Ева дотронулась до его щеки, понимая: мысль о том, через что ей приходилось проходить вплоть до той судьбоносной ночи на девятом году ее жизни, ранит его не меньше, чем ее саму. А теперь, может быть, даже и больше. Может, и больше.
— В следующий раз, когда я отняла чью-то жизнь, мне было уже двадцать три, — продолжила она. — Спустя пятнадцать лет. Мы с Финн преследовали подозреваемого. Он забил до смерти двоих на глазах свидетелей, оставил на месте преступления ДНК и кучу отпечатков. В доску пьяный. Надо было только выследить его. Мы нагрянули по наводке в один притон. Секс-клуб, где работала его подружка. Думали, тряхнем ее немного, поглядим, не знает ли она, где он прячется. Что ж, оказалось, он прямо там и прятался. Эта идиотка заорала, чтобы он бежал, и сама за ним. Он — на лестницу, валит всех встречных, а кого не повалил, те толпою вниз. Мы преследовали его до самой крыши, а он там стоит, приставил к горлу подружки-идиотки здоровенный нож — тут-то она по-другому запела. Дело было летом. — Ева как сейчас это помнила, чувствовала, видела. — Жара как в аду. С него пот градом катится, с нее тоже. Он орет, что зарежет ее, если хоть на шаг подойдем. Кольнул ее, чтобы поверили, так что с нее уже не только пот течет. Прикрывается ею как живым щитом, а у Финн обзора не было, он не мог попасть в него из парализатора.

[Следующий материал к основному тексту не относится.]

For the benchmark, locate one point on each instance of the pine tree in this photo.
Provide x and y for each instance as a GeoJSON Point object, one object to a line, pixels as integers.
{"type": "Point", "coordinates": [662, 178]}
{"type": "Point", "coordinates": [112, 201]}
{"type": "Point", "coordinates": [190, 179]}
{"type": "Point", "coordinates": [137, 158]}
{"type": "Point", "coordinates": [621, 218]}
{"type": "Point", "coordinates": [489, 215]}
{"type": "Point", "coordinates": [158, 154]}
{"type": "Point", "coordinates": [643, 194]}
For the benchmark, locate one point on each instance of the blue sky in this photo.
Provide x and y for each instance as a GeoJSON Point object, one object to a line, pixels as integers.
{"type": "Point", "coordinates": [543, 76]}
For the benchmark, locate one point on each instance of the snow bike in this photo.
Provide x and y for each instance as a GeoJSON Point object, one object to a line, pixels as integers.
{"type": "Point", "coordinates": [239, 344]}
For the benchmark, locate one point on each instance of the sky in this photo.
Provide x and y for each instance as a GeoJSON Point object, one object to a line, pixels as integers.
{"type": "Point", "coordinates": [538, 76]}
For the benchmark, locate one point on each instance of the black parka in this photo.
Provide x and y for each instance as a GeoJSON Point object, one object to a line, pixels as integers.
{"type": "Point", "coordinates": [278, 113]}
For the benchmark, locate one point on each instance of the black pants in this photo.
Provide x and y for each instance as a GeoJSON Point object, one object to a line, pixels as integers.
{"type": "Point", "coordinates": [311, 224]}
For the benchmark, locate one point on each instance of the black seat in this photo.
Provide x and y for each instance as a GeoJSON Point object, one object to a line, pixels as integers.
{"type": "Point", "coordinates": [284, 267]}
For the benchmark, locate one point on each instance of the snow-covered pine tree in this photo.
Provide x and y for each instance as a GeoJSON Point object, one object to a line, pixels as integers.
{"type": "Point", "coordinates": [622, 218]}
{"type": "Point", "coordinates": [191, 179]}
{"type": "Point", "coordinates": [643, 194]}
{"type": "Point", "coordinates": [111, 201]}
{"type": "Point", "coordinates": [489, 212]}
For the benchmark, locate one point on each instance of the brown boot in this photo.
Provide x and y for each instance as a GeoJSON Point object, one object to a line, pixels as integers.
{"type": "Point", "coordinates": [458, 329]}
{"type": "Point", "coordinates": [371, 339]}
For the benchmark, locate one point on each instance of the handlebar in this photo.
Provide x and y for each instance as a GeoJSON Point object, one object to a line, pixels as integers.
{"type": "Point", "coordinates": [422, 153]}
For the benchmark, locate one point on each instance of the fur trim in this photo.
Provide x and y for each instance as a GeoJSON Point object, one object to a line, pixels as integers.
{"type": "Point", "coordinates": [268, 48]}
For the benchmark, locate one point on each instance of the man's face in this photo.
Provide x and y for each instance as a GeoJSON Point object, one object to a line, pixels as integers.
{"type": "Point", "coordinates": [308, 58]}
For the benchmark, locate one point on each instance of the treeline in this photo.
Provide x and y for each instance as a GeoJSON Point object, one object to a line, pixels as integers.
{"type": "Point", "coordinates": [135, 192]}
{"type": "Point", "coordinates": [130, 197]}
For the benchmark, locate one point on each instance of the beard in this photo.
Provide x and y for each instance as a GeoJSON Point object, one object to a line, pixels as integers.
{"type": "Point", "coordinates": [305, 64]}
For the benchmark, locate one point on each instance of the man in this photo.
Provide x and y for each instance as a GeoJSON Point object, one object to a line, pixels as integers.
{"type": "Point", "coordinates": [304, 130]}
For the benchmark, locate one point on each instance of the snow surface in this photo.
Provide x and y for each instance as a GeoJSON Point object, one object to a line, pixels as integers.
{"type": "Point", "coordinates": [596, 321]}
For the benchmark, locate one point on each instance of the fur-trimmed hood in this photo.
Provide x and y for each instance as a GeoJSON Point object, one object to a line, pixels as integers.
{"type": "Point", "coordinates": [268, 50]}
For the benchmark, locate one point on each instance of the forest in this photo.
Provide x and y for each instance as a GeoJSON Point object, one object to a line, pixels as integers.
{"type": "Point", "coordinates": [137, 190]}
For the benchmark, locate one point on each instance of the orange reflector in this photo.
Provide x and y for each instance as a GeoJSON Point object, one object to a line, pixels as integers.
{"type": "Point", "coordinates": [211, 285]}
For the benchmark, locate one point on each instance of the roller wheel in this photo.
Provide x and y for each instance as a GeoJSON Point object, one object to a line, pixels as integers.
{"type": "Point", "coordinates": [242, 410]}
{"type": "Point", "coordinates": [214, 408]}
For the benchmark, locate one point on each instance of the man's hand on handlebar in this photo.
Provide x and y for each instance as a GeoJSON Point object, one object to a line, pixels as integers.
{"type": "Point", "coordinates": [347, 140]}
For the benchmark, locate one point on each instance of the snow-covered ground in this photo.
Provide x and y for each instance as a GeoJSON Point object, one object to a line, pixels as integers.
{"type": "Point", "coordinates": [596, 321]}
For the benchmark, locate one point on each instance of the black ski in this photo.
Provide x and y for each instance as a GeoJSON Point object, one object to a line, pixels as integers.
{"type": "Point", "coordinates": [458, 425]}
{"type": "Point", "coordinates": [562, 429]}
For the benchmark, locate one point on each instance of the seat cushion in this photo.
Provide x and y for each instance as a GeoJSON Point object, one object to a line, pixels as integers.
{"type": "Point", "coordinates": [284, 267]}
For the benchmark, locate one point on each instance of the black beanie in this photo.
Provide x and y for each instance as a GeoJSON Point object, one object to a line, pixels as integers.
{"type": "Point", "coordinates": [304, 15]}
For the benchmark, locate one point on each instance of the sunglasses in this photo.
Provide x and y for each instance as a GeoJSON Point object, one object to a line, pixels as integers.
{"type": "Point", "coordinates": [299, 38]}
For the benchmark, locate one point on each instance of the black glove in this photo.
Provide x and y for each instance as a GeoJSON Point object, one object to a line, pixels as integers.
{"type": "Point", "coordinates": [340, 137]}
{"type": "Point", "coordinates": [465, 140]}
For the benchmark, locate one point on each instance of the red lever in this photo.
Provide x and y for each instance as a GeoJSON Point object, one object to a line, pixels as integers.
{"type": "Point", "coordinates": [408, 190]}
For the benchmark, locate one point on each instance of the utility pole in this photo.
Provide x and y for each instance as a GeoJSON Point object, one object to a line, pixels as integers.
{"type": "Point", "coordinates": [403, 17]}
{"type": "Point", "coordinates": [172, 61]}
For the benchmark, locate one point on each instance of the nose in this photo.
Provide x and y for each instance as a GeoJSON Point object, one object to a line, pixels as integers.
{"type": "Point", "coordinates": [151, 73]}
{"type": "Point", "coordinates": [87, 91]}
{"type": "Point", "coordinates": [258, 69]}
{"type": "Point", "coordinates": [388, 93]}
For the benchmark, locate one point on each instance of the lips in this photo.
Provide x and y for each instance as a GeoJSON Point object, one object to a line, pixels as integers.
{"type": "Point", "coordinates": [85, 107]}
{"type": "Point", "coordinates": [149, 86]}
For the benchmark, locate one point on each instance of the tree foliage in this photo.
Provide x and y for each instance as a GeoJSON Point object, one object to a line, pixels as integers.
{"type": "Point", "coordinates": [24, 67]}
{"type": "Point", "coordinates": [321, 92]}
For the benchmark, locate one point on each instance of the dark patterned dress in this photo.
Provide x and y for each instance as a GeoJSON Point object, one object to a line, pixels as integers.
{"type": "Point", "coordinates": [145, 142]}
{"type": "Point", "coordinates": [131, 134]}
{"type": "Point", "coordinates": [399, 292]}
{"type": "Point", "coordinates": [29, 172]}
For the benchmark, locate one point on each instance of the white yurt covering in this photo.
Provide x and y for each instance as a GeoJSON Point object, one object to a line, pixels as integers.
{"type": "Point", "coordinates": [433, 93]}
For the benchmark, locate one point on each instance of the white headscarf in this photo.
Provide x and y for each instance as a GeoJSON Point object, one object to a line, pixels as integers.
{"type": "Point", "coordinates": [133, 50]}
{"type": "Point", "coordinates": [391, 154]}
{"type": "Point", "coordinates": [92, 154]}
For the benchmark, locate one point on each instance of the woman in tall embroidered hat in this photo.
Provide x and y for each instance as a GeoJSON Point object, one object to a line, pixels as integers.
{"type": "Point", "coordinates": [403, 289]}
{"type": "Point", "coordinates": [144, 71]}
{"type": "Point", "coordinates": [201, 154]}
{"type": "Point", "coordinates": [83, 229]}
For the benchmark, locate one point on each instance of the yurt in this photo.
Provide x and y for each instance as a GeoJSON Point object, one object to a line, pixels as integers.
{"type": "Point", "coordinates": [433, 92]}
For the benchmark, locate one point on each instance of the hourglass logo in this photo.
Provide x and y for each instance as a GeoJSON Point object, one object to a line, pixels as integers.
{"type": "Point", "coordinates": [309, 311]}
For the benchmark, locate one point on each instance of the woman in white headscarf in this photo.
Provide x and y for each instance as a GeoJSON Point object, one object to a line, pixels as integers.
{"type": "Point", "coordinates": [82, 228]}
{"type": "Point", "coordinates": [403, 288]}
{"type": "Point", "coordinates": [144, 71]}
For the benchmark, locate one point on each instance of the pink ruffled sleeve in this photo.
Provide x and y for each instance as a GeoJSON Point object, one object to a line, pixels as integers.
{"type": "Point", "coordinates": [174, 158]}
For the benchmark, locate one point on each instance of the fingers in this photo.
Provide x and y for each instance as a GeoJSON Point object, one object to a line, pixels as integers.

— А ты могла, — пробормотал Рорк.
— Да, могла. С трудом, но могла. Мы пытаемся его заговорить — не выходит. Он ее еще раз кольнул. Фини продолжает его заговаривать, отвлекает внимание на себя, а мне дает знак стрелять.
Рорк видел это, словно сам был там. Видел это в ее глазах.
— Я его чисто коротнула, он задергался — ну, как обычно, от разряда. Подружка рванула вперед, толкнула его, а он все дергается. Завалился назад. Сукин сын прямо через край и полетел. Инерция, сила тяжести, невезение — да без разницы, он просто полетел с восьмого этажа — и об мостовую. Я перегнулась через край, посмотрела — никакого возбуждения я не почувствовала. Вины тоже. Малость трясло, это да. Черт, я ж его просто оглушила, кто же мог предвидеть, что он туда свалится? Мне даже экспертизу не стали назначать. Мы, когда за ним погнались, включили запись, и на ней просто все было видно — как подружка его толкнула и как он упал, потому что оступился. Короче, не повезло ему, и все дела.
Она выдохнула.
— Но это я в него прицелилась и выстрелила. Пятнадцать лет. Мне пятнадцать лет понадобилось, чтобы обрести уверенность, стопроцентную уверенность, что, забирая жизнь, я не почувствую этого возбуждения, или этой вины, или этого ожесточения.
Ева еще раз оглянулась на здание компании. По крайней мере один из них сейчас гадает, почувствует ли он это в следующий раз. Один из них может захотеть попробовать.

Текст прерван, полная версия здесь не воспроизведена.